阮江月懒得搭理他,耳朵疼头也疼,闭眼靠着枕头休息了一阵,说:“你帮我把今天那几个飞车党找出来。”
路卡把水果刀插回刀套里,如释重负的松了一口气说:“放心,这笔帐我会帮哥加倍讨回来的。”
阮江月淡淡嗯了一声,“小喽喽就交给你,至于姓官的,我会自己收拾的。”
伊西在外面空地晃了大半个小时,回来时病房里只剩下阮江月一个人。
她仍然不放心的瞅了瞅紧闭的卫生间,心虚的问:“路卡呢?”
“走了。”
听到阮江月的声音,伊西才舒了一口气,大大方方钻进屋来。
外面的天色渐渐低垂,阮江月安静躺在病床上,阮母叫来的看护一扭头都被他请出去了,这会儿连个伺候送饭的人都没有。

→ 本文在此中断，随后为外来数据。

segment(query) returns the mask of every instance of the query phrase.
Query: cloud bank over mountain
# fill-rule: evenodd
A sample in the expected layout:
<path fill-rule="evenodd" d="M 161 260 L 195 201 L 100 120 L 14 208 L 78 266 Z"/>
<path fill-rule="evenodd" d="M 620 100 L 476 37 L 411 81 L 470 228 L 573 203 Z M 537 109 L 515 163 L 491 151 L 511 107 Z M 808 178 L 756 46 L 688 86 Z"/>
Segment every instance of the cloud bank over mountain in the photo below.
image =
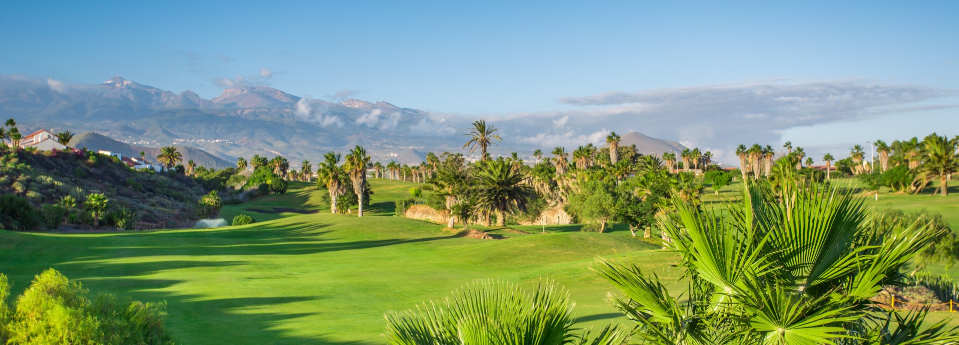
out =
<path fill-rule="evenodd" d="M 566 97 L 558 103 L 573 109 L 515 113 L 501 119 L 525 143 L 600 144 L 608 130 L 636 130 L 712 150 L 726 161 L 735 161 L 729 159 L 730 150 L 738 144 L 776 144 L 784 130 L 797 126 L 953 107 L 921 103 L 954 94 L 863 80 L 771 80 Z"/>

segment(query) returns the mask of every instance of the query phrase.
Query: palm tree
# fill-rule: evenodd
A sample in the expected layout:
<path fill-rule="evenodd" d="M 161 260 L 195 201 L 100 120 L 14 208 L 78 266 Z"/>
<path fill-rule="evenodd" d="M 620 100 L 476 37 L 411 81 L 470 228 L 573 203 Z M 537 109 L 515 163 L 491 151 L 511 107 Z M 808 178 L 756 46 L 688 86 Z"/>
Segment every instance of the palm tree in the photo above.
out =
<path fill-rule="evenodd" d="M 496 212 L 498 226 L 505 226 L 506 214 L 526 211 L 536 194 L 516 166 L 504 159 L 488 159 L 477 164 L 477 198 L 480 205 Z"/>
<path fill-rule="evenodd" d="M 916 176 L 917 179 L 923 180 L 923 187 L 928 181 L 938 178 L 940 196 L 949 195 L 949 177 L 959 172 L 957 149 L 959 140 L 956 138 L 950 139 L 932 133 L 923 139 L 923 164 L 917 169 L 919 173 Z"/>
<path fill-rule="evenodd" d="M 337 199 L 346 193 L 343 168 L 339 166 L 339 153 L 326 152 L 323 162 L 316 167 L 316 186 L 325 187 L 330 194 L 330 212 L 337 213 Z"/>
<path fill-rule="evenodd" d="M 556 163 L 556 175 L 562 175 L 566 173 L 569 168 L 569 163 L 567 161 L 566 148 L 556 147 L 552 149 L 553 161 Z"/>
<path fill-rule="evenodd" d="M 346 159 L 343 162 L 343 170 L 346 171 L 350 179 L 353 180 L 353 192 L 357 194 L 357 200 L 359 200 L 360 210 L 357 212 L 358 217 L 363 217 L 363 196 L 366 192 L 366 169 L 369 168 L 369 159 L 366 150 L 357 145 L 346 155 Z"/>
<path fill-rule="evenodd" d="M 287 178 L 287 171 L 290 170 L 290 161 L 283 156 L 275 156 L 269 160 L 269 167 L 273 169 L 273 173 L 280 178 Z"/>
<path fill-rule="evenodd" d="M 93 228 L 100 228 L 100 214 L 106 211 L 106 196 L 103 193 L 91 194 L 86 196 L 83 207 L 93 212 Z"/>
<path fill-rule="evenodd" d="M 948 321 L 928 327 L 924 311 L 901 315 L 871 300 L 885 285 L 904 284 L 904 265 L 942 231 L 924 222 L 869 226 L 862 197 L 837 190 L 784 193 L 780 203 L 767 186 L 750 184 L 741 200 L 722 208 L 733 217 L 677 200 L 676 215 L 658 218 L 667 249 L 685 268 L 682 300 L 635 264 L 598 259 L 592 269 L 624 294 L 612 304 L 636 322 L 633 340 L 834 344 L 854 334 L 855 343 L 870 344 L 959 340 Z"/>
<path fill-rule="evenodd" d="M 300 165 L 300 178 L 305 182 L 310 182 L 313 177 L 313 163 L 309 160 L 304 159 L 303 163 Z"/>
<path fill-rule="evenodd" d="M 612 345 L 629 339 L 628 331 L 614 326 L 589 339 L 573 325 L 573 306 L 569 292 L 552 282 L 541 282 L 530 293 L 517 284 L 489 281 L 444 301 L 387 312 L 383 336 L 394 345 Z"/>
<path fill-rule="evenodd" d="M 63 146 L 67 147 L 67 149 L 70 149 L 69 145 L 71 140 L 73 140 L 73 132 L 69 130 L 57 133 L 57 141 L 63 144 Z"/>
<path fill-rule="evenodd" d="M 690 163 L 692 163 L 692 166 L 695 167 L 693 169 L 695 170 L 702 169 L 702 167 L 699 166 L 699 160 L 702 159 L 702 157 L 703 157 L 703 152 L 699 150 L 699 148 L 692 149 L 692 151 L 690 152 Z"/>
<path fill-rule="evenodd" d="M 266 167 L 267 158 L 259 154 L 254 154 L 253 157 L 249 159 L 249 166 L 252 167 L 254 171 L 262 167 Z"/>
<path fill-rule="evenodd" d="M 850 158 L 853 158 L 853 162 L 855 163 L 854 169 L 853 169 L 853 173 L 859 174 L 862 172 L 862 159 L 865 157 L 866 153 L 862 151 L 862 146 L 856 145 L 853 147 L 853 150 L 850 151 Z"/>
<path fill-rule="evenodd" d="M 490 144 L 499 146 L 500 144 L 497 144 L 496 142 L 503 142 L 503 138 L 499 135 L 493 134 L 497 130 L 500 129 L 496 128 L 492 125 L 487 127 L 485 120 L 473 122 L 473 127 L 470 128 L 470 132 L 463 134 L 470 137 L 470 141 L 463 145 L 463 149 L 469 147 L 470 154 L 473 154 L 473 152 L 475 152 L 479 148 L 480 152 L 480 159 L 486 159 L 486 148 L 488 148 Z"/>
<path fill-rule="evenodd" d="M 663 160 L 666 161 L 666 169 L 669 171 L 669 173 L 675 172 L 676 171 L 676 153 L 674 152 L 664 152 Z"/>
<path fill-rule="evenodd" d="M 373 172 L 376 173 L 376 178 L 383 178 L 383 163 L 373 163 Z"/>
<path fill-rule="evenodd" d="M 616 132 L 609 132 L 606 136 L 606 144 L 609 144 L 609 162 L 616 165 L 616 162 L 620 161 L 620 138 Z"/>
<path fill-rule="evenodd" d="M 803 158 L 806 158 L 806 150 L 803 148 L 796 148 L 796 170 L 803 169 Z"/>
<path fill-rule="evenodd" d="M 826 155 L 823 156 L 823 161 L 826 162 L 826 179 L 830 179 L 830 172 L 832 172 L 833 160 L 835 160 L 835 157 L 830 153 L 826 153 Z"/>
<path fill-rule="evenodd" d="M 683 149 L 683 151 L 679 153 L 680 158 L 683 159 L 683 172 L 690 171 L 690 159 L 692 155 L 692 150 L 690 149 Z"/>
<path fill-rule="evenodd" d="M 775 157 L 776 150 L 773 150 L 772 145 L 766 145 L 766 147 L 762 149 L 762 165 L 763 171 L 765 171 L 764 174 L 766 176 L 768 176 L 773 170 L 773 158 Z"/>
<path fill-rule="evenodd" d="M 160 154 L 156 156 L 156 160 L 162 163 L 163 167 L 169 171 L 176 163 L 183 161 L 183 154 L 178 152 L 175 147 L 166 147 L 160 149 Z"/>
<path fill-rule="evenodd" d="M 749 149 L 747 149 L 745 145 L 739 144 L 739 146 L 736 148 L 736 156 L 739 157 L 739 172 L 742 172 L 742 181 L 745 182 L 746 174 L 749 172 L 749 160 L 747 158 L 749 157 Z"/>
<path fill-rule="evenodd" d="M 762 158 L 763 155 L 762 147 L 759 144 L 753 144 L 753 146 L 749 148 L 749 166 L 753 168 L 753 178 L 760 178 L 760 174 L 762 173 L 760 171 L 762 166 L 760 165 L 760 159 Z"/>
<path fill-rule="evenodd" d="M 879 152 L 879 168 L 882 169 L 882 172 L 885 172 L 889 170 L 889 152 L 892 151 L 892 149 L 882 140 L 877 140 L 875 145 L 876 150 Z"/>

伊西走过去,停在他病床边,忍住伸手去摸他脸的冲动,小声问:“江月,你饿不饿?”
明明两个人是同样的处境,可她就是比较心疼阮江月,他那样优越惯了的人似乎生来就应该水生风起,活得有声有色。如今沦落到住医院,就像是天人遭难打入窘态的凡世一样,让她无端嚼出一丝丝可怜兮兮的味道……
“有点。”阮江月睁开眼,两只黑眼珠清亮没有一丝惺忪,他朝伊西勾了勾手指,“你过来些。”
伊西不明所以的垂低头,凑到他脸附近,还是忍不住触了下他脸上的创可贴。
阮江月微微蹙了下眉头,吓得伊西立马把手缩回去,哪知他眼明手快一下子就抓住了。
“我不是有意的。”
阮江月将她的手放在脸侧,眼里闪着伊西看不穿的明灭,过了好一会儿,冷不防问她:“嫁给我好吗?”
伊西怔了怔,领悟过来后嘴边逸出一丝轻笑,她趴在他的胸前,仔细回想了一下:“很好很好,这辈子最好的。”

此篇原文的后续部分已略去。